Une insoumission sélective
Sa lutte est discréditée dans une contradiction notoire. Si la maréchale de Grancey rejette la soumission, elle n'est pas insensible à l'idée de porter certaines valeurs traditionnelles imbriquées aux femmes : la douceur, la complaisance, l'attention. Elle semble presque vouloir les accepter à condition qu'elles ne soient pas imposées sous la forme d'une soumission. Et puis, il y a cette confession, lancée presque avec légèreté : ni elle ni son mari n'ont respecté leur promesse de fidélité. Ce rejet des conventions est audacieux, mais il révèle aussi une certaine insouciance. Finalement, ce n'est pas la fidélité qui l'oppresse, mais l'idée qu'on puisse lui imposer une conduite. Elle ne revendique pas tant l'égalité que le droit de fixer ses propres règles, dans un monde régi par celles des hommes.

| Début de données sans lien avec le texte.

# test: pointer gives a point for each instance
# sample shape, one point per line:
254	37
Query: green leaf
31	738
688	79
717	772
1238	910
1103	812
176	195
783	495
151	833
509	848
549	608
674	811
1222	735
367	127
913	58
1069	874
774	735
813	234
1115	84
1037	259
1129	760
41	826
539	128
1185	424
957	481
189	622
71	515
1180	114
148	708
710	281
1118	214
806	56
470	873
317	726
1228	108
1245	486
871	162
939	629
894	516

Un volte-face voltairien qui oscille entre satire et conformisme
Dans cet extrait, la maréchale, écrite par un homme, ne souhaite finalement pas renverser le système. Son combat n'est pas celui d'une révolutionnaire, mais celui d'une femme qui négocie ses libertés au sein de conventions qu'elle ne remet pas complètement en question. Une révolte sous contrôle, qui interroge sur les limites des figures féminines pensées par des plumes masculines.